Y aunque Ylva no se lo hubiese dicho abiertamente, la respuesta estaba más que clara.
—No puedes encerrarme, Mike. No puedes.
• • •
Mike se quedó dormido, pero al cabo de un rato se despertó. Comprobó que Ylva todavía no había vuelto a casa, fue al baño y se metió de nuevo en la cama. Ni siquiera había encendido la luz del lavabo y se había sentado para orinar, todo para aumentar las probabilidades de dormirse enseguida, pero en cuanto terminó de ponerse el edredón encima se dio cuenta de que estaba completamente despejado. El vino tinto tenía ese efecto sobre él. Primero le entraba la modorra, después se despertaba con el corazón palpitando como el de un hámster. El cerebro no tardó en coger el ritmo y empezó a dar los mismos bandazos de montaña rusa. Las conexiones que hacía eran todas de lo más negativas y oscuras.
Ylva en ese mismo instante. Se la imaginaba delante, dejándose caer de espaldas sobre una cama en algún lugar, seguida de cerca de un amante ambicioso que la besaba apasionado en la boca y luego seguía bajando por su cuello. Le abría la blusa de un tirón, de forma exagerada y casi parodiando una película, pero para los dos actores la escena era de lo más verídica.
Las manos fervorosas del amante acariciándole la vulva, la respiración excitada de Ylva y su jadeo ahogado cuando él la penetraba.

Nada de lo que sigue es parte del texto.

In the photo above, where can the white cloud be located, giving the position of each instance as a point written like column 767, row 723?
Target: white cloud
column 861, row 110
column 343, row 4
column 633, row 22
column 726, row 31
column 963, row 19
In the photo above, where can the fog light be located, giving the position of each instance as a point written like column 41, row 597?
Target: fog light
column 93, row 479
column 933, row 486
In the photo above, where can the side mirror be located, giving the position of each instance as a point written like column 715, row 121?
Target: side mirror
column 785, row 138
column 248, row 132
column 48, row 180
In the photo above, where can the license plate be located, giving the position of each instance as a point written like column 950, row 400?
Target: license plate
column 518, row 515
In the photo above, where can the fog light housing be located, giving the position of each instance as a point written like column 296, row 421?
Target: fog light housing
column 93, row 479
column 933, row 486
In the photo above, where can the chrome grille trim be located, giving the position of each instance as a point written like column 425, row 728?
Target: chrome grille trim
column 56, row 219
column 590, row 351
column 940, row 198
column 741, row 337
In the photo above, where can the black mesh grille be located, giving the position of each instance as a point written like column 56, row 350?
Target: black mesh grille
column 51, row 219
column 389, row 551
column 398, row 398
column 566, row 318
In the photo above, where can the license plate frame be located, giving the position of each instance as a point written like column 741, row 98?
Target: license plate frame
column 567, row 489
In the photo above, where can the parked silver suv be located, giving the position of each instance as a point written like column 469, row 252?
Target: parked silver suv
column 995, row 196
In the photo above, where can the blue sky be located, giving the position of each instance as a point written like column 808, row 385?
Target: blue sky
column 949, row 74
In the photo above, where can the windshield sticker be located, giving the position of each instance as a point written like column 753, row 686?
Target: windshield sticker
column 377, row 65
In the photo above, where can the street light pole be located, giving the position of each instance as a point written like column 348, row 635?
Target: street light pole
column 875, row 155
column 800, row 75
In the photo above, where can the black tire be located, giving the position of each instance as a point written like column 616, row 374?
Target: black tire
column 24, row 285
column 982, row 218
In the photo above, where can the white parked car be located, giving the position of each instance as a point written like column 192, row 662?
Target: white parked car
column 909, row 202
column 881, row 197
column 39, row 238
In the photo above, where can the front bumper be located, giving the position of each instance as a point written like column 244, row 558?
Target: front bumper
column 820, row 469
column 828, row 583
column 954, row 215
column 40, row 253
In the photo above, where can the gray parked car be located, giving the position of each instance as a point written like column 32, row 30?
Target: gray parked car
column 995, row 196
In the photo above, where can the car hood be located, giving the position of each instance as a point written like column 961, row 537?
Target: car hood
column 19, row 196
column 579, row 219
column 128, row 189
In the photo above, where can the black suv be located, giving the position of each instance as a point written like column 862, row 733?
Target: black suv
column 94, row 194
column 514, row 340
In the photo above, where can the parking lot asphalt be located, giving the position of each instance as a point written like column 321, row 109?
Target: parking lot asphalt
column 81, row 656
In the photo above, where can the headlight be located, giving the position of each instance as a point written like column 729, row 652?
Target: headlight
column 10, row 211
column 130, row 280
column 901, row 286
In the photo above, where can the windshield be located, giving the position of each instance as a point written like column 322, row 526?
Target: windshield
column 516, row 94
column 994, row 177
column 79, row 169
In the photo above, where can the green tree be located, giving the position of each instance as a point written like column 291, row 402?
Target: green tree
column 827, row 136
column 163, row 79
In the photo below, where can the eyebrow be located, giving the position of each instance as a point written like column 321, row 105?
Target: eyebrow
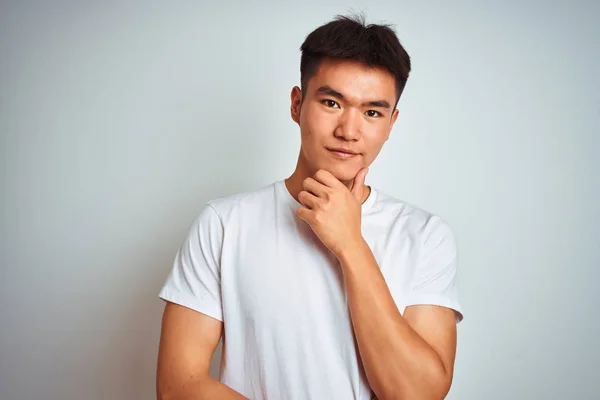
column 326, row 90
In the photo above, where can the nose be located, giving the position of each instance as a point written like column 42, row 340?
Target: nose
column 349, row 125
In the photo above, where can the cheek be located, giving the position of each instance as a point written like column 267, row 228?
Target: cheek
column 374, row 144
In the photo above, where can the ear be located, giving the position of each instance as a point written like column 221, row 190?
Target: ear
column 296, row 104
column 392, row 122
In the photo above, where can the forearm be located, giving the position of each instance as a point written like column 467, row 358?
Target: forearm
column 398, row 363
column 202, row 389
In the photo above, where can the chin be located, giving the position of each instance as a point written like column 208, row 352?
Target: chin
column 344, row 173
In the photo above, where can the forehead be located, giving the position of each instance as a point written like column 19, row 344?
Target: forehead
column 354, row 80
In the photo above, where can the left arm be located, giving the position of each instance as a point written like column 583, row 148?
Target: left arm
column 405, row 357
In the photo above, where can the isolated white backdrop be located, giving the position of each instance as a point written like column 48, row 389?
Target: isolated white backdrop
column 119, row 121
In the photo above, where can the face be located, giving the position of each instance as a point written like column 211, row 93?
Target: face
column 345, row 118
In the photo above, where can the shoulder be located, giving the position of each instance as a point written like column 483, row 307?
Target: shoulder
column 247, row 203
column 413, row 220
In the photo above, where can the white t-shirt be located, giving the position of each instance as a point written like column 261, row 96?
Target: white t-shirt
column 250, row 262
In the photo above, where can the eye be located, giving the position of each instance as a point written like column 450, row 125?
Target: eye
column 331, row 104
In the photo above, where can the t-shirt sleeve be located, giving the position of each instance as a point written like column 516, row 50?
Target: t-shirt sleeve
column 194, row 281
column 434, row 280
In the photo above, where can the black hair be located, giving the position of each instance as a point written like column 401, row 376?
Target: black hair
column 350, row 38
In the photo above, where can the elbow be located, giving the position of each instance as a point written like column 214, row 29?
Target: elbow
column 433, row 385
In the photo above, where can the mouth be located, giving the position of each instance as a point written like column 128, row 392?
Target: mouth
column 342, row 153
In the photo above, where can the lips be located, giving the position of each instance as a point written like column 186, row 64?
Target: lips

Mike abrió los ojos para cambiar las imágenes de su cabeza por lo que la visión le ofrecía: la ventana, el despertador, la silla cubierta de ropa, el vestidor y el espejo. Todo cuanto existía en el mundo real.
Encendió la lamparita de noche, dejó que sus ojos se acostumbraran a la luz. Las 02:31. No era exageradamente tarde.
Ylva había salido con sus compañeras de trabajo. Estarían tomando vino y hablando un poco forzadas de asuntos relacionados con el trabajo, jefes autosuficientes e incomprensivos, ascensos y descuidos. O se centraban en sus propios hombres. Las cosas buenas y las cosas malas que tenían. Las que arrastraran los mayores problemas obtendrían comprensión y consuelo y, cuando hubiesen zanjado el tema, brindarían y se pondrían a hacer rotundas afirmaciones.
«Estoy segura de que…»
Y lo que fuera que viniera después de ese principio de frase.
No, eran los hombres los que estaban realmente seguros. Hombres sin voz. Hombres entre cerveza barata de barril en un bar cualquiera. Probablemente, el equivalente femenino diría: «A ver, yo lo que veo…»
Ylva y sus compañeras de trabajo pronto regresarían a sus respectivas vidas, de mejor humor que al principio de la noche después de haberse desahogado.
Mike se preguntó si él también saldría mencionado en las conversaciones en concepto de jefe de equipo. ¿Qué diría el personal sobre él? ¿Que era un blando? Seguramente no, no en el trabajo. ¿Poco claro? No. ¿Cuáles podían ser sus aspectos negativos? Que era frío como un robot. Los peores lo llamarían psicópata y con eso querrían decir que no tenía miramientos. Lo cual no era cierto, se dijo, porque un psicópata era más bien sensible a las señales del entorno y procuraba actuar en consecuencia. A pesar de que al final las pasara por alto y estuviera dispuesto a dejar un rastro de cadáveres para ver cumplidos sus objetivos.
Mike apartó la idea de su mente y se sintió casi conmovido por el interés que se imaginaba que sus subordinados mostraban por él.
Se quedó dormido abrazado a la agradable idea de que cobraba casi cuatro veces más que Ylva y que el estilo de vida que llevaban no sería posible sin su sueldo.